What is the value of x in $2 = x + \sqrt{x + \sqrt{x + \dots}} $?

Question

If $x + \sqrt{x + \sqrt{x + \cdots}} = 2$, what is the value of $x$?

Answer 1

The only reasonable interpretation of $$ x+\sqrt{x+\sqrt{x+\cdots}} $$ is as the limit of a sequence $(y_{n})_{n}$ satisfying $$ y_{n+1}=x+\sqrt{y_{n}}. $$ If this sequence has a nonnegative limit $y$, then taking limits of both sides and using the fact that limits and continuous functions (namely, $\sqrt{\cdot}$) commute, we get $y=x+\sqrt{y}$. Equivalently, $$ y-\sqrt{y}-x=0. $$ Now, let $w=\sqrt{y}$ so that $$ w^{2}-w-x=0. $$ This is a quadratic equation in $w$ and we can solve it to get $$ w=\frac{1\pm\sqrt{1+4x}}{2}. $$ In your case, $w=\sqrt{2}$. However, to keep matters general, let's proceed without this assumption. Moving some terms around, $$ 2w-1=\pm\sqrt{1+4x}. $$ Squaring both sides, $$ x=\frac{\left(2w-1\right)^{2}-1}{4}. $$

Returning to the case of interest, we can plug in $w=\sqrt{2}$ to the above to get $$\boxed{x=2-\sqrt{2} \approx 0.58579.}$$ We can verify that this is indeed the correct answer by looking at the first "few" iterations of the sequence with $y_0 = x$, which can be seen converging to $2$:

y_0 = 0.585786437627
y_1 = 1.35115330236
y_2 = 1.74817763785
y_3 = 1.9079731256
y_4 = 1.96708044167
y_5 = 1.98831288717
y_6 = 1.99586192751
y_7 = 1.99853621289
y_8 = 1.99948237838
y_9 = 1.99981698128

Answer 2

In the wiki page for nested radicals you will find the formula (for $n>0$) $$ \sqrt{n+\sqrt{n+\sqrt{n+\ldots}}} = \frac{1+\sqrt{1+4n}}{2} $$ This implies $$ \frac{1+\sqrt{1+4x}}{2} = 2 - x, $$ showing $x = 2 - \sqrt{2}$.

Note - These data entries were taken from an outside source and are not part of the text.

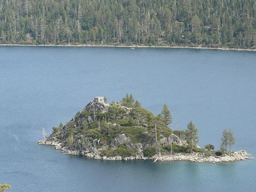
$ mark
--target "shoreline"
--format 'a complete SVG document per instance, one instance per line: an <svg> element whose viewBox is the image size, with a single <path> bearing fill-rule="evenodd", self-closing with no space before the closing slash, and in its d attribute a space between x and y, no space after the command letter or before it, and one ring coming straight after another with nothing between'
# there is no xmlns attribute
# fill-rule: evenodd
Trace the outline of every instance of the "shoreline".
<svg viewBox="0 0 256 192"><path fill-rule="evenodd" d="M149 46L142 45L111 45L111 44L0 44L0 47L119 47L119 48L170 48L170 49L215 49L221 50L235 50L235 51L246 51L256 52L256 49L242 49L242 48L228 48L225 47L189 47L189 46Z"/></svg>
<svg viewBox="0 0 256 192"><path fill-rule="evenodd" d="M173 155L154 155L152 157L142 156L140 155L122 157L121 156L101 156L101 150L94 151L86 151L71 149L63 145L57 140L48 141L47 138L41 140L37 142L39 145L52 145L56 150L61 150L64 154L82 155L93 159L108 160L152 160L154 162L158 161L187 161L193 163L223 163L234 161L244 160L247 159L254 159L251 157L251 154L248 154L244 150L237 151L232 151L231 154L224 156L209 156L204 155L201 153L193 152L190 153L175 153Z"/></svg>

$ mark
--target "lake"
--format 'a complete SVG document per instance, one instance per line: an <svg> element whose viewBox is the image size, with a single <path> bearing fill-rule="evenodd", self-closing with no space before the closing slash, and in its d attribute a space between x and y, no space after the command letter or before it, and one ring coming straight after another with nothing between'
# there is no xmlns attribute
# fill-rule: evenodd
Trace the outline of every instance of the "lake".
<svg viewBox="0 0 256 192"><path fill-rule="evenodd" d="M231 129L234 150L256 154L256 52L219 50L0 47L0 183L8 191L253 191L255 160L210 164L106 161L38 145L44 127L70 120L96 96L132 93L171 127L193 120L199 145L218 149Z"/></svg>

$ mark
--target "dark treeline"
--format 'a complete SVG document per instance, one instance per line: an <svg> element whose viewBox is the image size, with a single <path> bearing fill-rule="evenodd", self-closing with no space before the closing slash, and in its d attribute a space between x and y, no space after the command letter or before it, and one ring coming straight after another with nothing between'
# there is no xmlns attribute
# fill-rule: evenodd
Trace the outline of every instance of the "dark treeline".
<svg viewBox="0 0 256 192"><path fill-rule="evenodd" d="M254 0L0 0L1 44L255 48Z"/></svg>

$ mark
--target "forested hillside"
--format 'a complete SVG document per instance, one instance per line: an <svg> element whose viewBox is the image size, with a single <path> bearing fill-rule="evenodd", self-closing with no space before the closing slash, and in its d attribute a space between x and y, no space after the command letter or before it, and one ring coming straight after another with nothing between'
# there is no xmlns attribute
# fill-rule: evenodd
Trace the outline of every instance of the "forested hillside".
<svg viewBox="0 0 256 192"><path fill-rule="evenodd" d="M255 48L254 0L0 0L0 44Z"/></svg>

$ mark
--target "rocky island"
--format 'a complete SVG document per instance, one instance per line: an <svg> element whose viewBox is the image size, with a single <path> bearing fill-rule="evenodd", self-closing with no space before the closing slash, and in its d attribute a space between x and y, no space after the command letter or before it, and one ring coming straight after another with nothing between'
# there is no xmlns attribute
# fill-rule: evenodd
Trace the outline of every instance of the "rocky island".
<svg viewBox="0 0 256 192"><path fill-rule="evenodd" d="M253 159L245 150L231 151L234 138L230 130L223 132L220 150L214 150L210 144L204 150L197 144L197 128L192 122L186 130L173 131L168 126L171 123L166 104L155 115L132 94L111 103L98 97L64 125L61 123L53 127L50 135L44 133L44 139L38 144L53 145L65 154L103 160L217 163Z"/></svg>

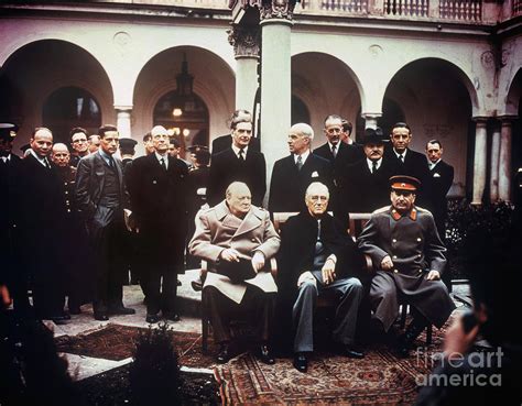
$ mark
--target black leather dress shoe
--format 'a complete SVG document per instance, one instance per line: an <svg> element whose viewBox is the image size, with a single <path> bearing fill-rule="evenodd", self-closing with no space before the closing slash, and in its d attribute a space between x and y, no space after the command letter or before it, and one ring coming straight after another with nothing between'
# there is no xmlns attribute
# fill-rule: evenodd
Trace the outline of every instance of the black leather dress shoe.
<svg viewBox="0 0 522 406"><path fill-rule="evenodd" d="M110 307L109 308L109 315L134 315L135 310L131 309L130 307L124 307L124 306L117 306L117 307Z"/></svg>
<svg viewBox="0 0 522 406"><path fill-rule="evenodd" d="M365 358L365 354L360 350L358 350L354 347L350 347L350 345L346 347L345 355L348 356L348 358L354 358L356 360L360 360L360 359Z"/></svg>
<svg viewBox="0 0 522 406"><path fill-rule="evenodd" d="M171 320L171 321L180 321L181 320L181 317L178 315L176 315L175 312L164 314L163 317L165 317L165 319Z"/></svg>
<svg viewBox="0 0 522 406"><path fill-rule="evenodd" d="M225 364L230 360L229 344L228 342L219 344L219 352L216 355L216 361L218 364Z"/></svg>
<svg viewBox="0 0 522 406"><path fill-rule="evenodd" d="M306 371L308 371L308 358L306 356L305 353L303 353L303 352L297 352L297 353L294 355L294 367L295 367L298 372L303 372L303 373L305 373Z"/></svg>
<svg viewBox="0 0 522 406"><path fill-rule="evenodd" d="M153 325L153 323L160 321L160 316L157 316L157 315L146 315L145 321Z"/></svg>
<svg viewBox="0 0 522 406"><path fill-rule="evenodd" d="M107 321L109 317L105 312L95 312L95 320Z"/></svg>
<svg viewBox="0 0 522 406"><path fill-rule="evenodd" d="M272 351L267 344L262 344L260 347L259 358L261 359L262 362L264 362L268 365L273 365L275 363L274 355L272 354Z"/></svg>

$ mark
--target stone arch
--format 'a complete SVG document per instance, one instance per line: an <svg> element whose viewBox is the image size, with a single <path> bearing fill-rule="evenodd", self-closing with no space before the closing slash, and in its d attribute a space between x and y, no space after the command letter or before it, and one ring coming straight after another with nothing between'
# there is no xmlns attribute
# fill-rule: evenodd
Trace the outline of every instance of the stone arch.
<svg viewBox="0 0 522 406"><path fill-rule="evenodd" d="M465 86L466 90L468 91L469 99L471 101L471 107L472 107L472 114L474 117L481 111L482 106L479 102L479 98L477 95L477 89L474 84L474 79L469 76L469 74L466 72L465 66L459 66L456 61L449 62L444 58L439 57L420 57L416 59L409 61L407 63L401 65L398 67L398 69L394 73L391 73L390 75L390 80L387 85L387 90L384 94L388 91L390 84L393 81L394 78L403 70L406 69L411 66L414 66L420 63L424 62L432 62L439 64L441 66L447 67L456 77L460 79L460 83Z"/></svg>
<svg viewBox="0 0 522 406"><path fill-rule="evenodd" d="M150 58L135 80L133 92L133 129L144 134L151 129L154 106L168 91L176 89L176 75L186 55L188 72L194 76L194 94L203 99L209 112L209 134L227 133L227 119L235 110L235 74L219 55L198 46L168 47Z"/></svg>
<svg viewBox="0 0 522 406"><path fill-rule="evenodd" d="M3 61L0 84L14 89L19 100L13 108L17 111L7 111L0 103L0 116L20 125L15 145L25 143L32 129L42 125L44 101L62 87L87 90L98 101L102 120L115 120L112 86L106 69L85 47L69 41L28 41Z"/></svg>

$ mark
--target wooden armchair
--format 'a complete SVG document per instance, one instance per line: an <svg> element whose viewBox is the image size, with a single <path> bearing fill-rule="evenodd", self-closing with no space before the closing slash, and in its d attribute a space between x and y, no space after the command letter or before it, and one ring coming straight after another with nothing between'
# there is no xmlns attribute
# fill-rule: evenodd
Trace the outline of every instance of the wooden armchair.
<svg viewBox="0 0 522 406"><path fill-rule="evenodd" d="M366 223L368 222L368 220L370 220L370 216L371 216L370 212L350 212L349 213L350 220L349 220L349 226L348 226L348 232L354 239L359 237ZM367 262L367 270L370 272L373 272L373 265L372 265L370 256L365 255L365 260ZM401 327L401 329L404 329L406 325L406 317L410 309L410 304L403 297L403 298L399 298L399 306L401 308L400 310L401 314L399 317L399 326ZM432 334L433 334L433 326L428 325L426 327L426 345L429 345L432 343Z"/></svg>
<svg viewBox="0 0 522 406"><path fill-rule="evenodd" d="M205 281L208 271L208 262L202 260L202 270L200 270L202 281ZM278 262L274 257L270 259L270 272L275 278L278 276ZM203 293L202 293L203 296ZM238 320L239 321L239 320ZM208 334L210 327L210 318L208 316L208 309L205 306L205 303L202 300L202 350L204 353L208 351Z"/></svg>

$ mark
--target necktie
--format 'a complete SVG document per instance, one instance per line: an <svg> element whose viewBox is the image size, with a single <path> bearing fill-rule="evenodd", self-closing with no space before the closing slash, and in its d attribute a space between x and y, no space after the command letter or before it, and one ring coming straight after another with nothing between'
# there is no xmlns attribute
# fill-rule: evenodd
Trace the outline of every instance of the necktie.
<svg viewBox="0 0 522 406"><path fill-rule="evenodd" d="M303 167L303 158L301 157L301 155L297 155L297 169L301 171L302 167Z"/></svg>

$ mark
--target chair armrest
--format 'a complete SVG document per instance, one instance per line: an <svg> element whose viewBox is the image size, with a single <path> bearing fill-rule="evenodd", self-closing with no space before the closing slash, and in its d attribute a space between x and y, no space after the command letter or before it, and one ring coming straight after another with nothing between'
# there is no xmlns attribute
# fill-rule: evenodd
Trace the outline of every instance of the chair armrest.
<svg viewBox="0 0 522 406"><path fill-rule="evenodd" d="M365 264L363 264L365 271L373 272L373 262L371 261L371 256L368 254L363 254L363 257L365 257Z"/></svg>
<svg viewBox="0 0 522 406"><path fill-rule="evenodd" d="M278 261L275 257L270 259L270 272L272 273L273 278L278 277Z"/></svg>

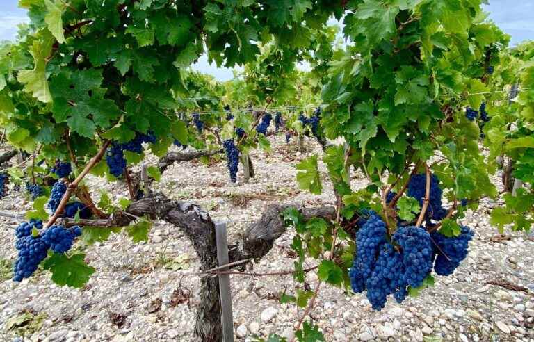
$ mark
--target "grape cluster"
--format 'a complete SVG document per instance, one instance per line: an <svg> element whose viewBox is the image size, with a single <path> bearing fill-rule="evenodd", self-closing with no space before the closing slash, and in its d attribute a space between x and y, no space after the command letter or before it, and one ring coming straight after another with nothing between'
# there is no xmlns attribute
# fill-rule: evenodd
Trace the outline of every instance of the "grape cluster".
<svg viewBox="0 0 534 342"><path fill-rule="evenodd" d="M26 190L31 195L32 200L35 200L44 193L42 188L30 182L26 184Z"/></svg>
<svg viewBox="0 0 534 342"><path fill-rule="evenodd" d="M269 128L272 118L273 115L271 115L270 113L266 113L263 117L261 117L261 122L256 127L256 131L260 134L266 135L267 129Z"/></svg>
<svg viewBox="0 0 534 342"><path fill-rule="evenodd" d="M386 225L380 216L371 214L356 235L356 256L349 270L355 292L365 290L365 284L373 272L376 255L386 242Z"/></svg>
<svg viewBox="0 0 534 342"><path fill-rule="evenodd" d="M228 139L223 142L226 151L228 170L230 172L230 181L237 181L237 167L239 164L239 150L236 147L233 139Z"/></svg>
<svg viewBox="0 0 534 342"><path fill-rule="evenodd" d="M469 121L474 121L476 117L478 116L478 112L475 111L471 107L465 108L465 117Z"/></svg>
<svg viewBox="0 0 534 342"><path fill-rule="evenodd" d="M490 116L487 115L487 112L486 111L486 103L483 102L480 104L480 108L479 108L479 111L480 112L480 120L483 121L484 122L487 122L490 121Z"/></svg>
<svg viewBox="0 0 534 342"><path fill-rule="evenodd" d="M35 237L30 234L18 238L15 246L19 252L13 266L13 280L21 282L37 270L39 264L47 257L50 245L40 236Z"/></svg>
<svg viewBox="0 0 534 342"><path fill-rule="evenodd" d="M8 194L8 181L9 177L5 173L0 173L0 198Z"/></svg>
<svg viewBox="0 0 534 342"><path fill-rule="evenodd" d="M30 222L23 222L17 227L15 231L15 236L17 238L22 238L24 236L31 235L33 228L36 229L42 229L42 221L40 220L31 219Z"/></svg>
<svg viewBox="0 0 534 342"><path fill-rule="evenodd" d="M198 133L202 133L204 129L204 122L200 120L200 114L197 113L193 113L193 122L195 124L195 127L197 127Z"/></svg>
<svg viewBox="0 0 534 342"><path fill-rule="evenodd" d="M423 206L426 190L426 174L414 174L408 183L408 196L419 201L419 205ZM430 193L428 207L426 209L427 218L442 220L446 214L446 211L442 206L442 195L443 190L439 188L439 179L435 174L430 176Z"/></svg>
<svg viewBox="0 0 534 342"><path fill-rule="evenodd" d="M61 202L65 192L67 191L67 186L63 181L58 181L52 187L50 199L48 200L48 208L55 212Z"/></svg>
<svg viewBox="0 0 534 342"><path fill-rule="evenodd" d="M181 147L183 149L186 149L187 148L187 145L186 145L182 144L181 142L180 142L179 140L177 140L176 139L175 139L175 141L172 143L175 144L176 146L177 146L179 147Z"/></svg>
<svg viewBox="0 0 534 342"><path fill-rule="evenodd" d="M79 202L74 202L65 206L64 215L66 218L74 218L79 211L80 212L80 218L91 218L90 209Z"/></svg>
<svg viewBox="0 0 534 342"><path fill-rule="evenodd" d="M401 227L397 229L391 239L403 249L406 282L412 287L419 287L432 271L430 234L419 227Z"/></svg>
<svg viewBox="0 0 534 342"><path fill-rule="evenodd" d="M402 255L391 244L382 244L375 268L366 284L367 299L373 309L382 309L390 294L393 294L399 303L405 299L407 295L405 276Z"/></svg>
<svg viewBox="0 0 534 342"><path fill-rule="evenodd" d="M56 253L65 253L70 250L74 239L81 235L79 227L67 229L61 225L54 225L42 234L42 241Z"/></svg>
<svg viewBox="0 0 534 342"><path fill-rule="evenodd" d="M243 136L245 135L245 130L243 129L241 127L238 127L236 129L236 135L238 138L243 138Z"/></svg>
<svg viewBox="0 0 534 342"><path fill-rule="evenodd" d="M434 232L431 237L435 244L434 254L437 255L434 270L439 275L451 275L454 272L462 260L467 256L469 241L474 232L469 227L462 227L458 236L447 237L439 231Z"/></svg>
<svg viewBox="0 0 534 342"><path fill-rule="evenodd" d="M126 159L120 144L113 143L106 153L106 163L111 174L117 178L122 174L126 168Z"/></svg>
<svg viewBox="0 0 534 342"><path fill-rule="evenodd" d="M275 114L275 129L277 132L282 128L284 123L282 122L282 113L276 112Z"/></svg>
<svg viewBox="0 0 534 342"><path fill-rule="evenodd" d="M72 172L72 167L70 165L70 163L63 163L57 161L56 165L52 168L51 172L59 178L65 178Z"/></svg>

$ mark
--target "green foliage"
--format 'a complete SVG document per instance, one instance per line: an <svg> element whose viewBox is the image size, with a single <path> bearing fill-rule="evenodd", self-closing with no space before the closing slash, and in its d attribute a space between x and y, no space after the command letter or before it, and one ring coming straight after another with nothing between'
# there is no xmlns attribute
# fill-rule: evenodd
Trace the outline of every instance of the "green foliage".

This formula can be shown like this: Let $\phi := \sqrt{n+\sqrt{n+\sqrt{n+\ldots}}}$. Then $\phi^2 = n + \phi$. This is a quadratic in $\phi$ which one can easily solve with the quadratic formula. You have to choose the positive solution since roots of positive numbers are positive.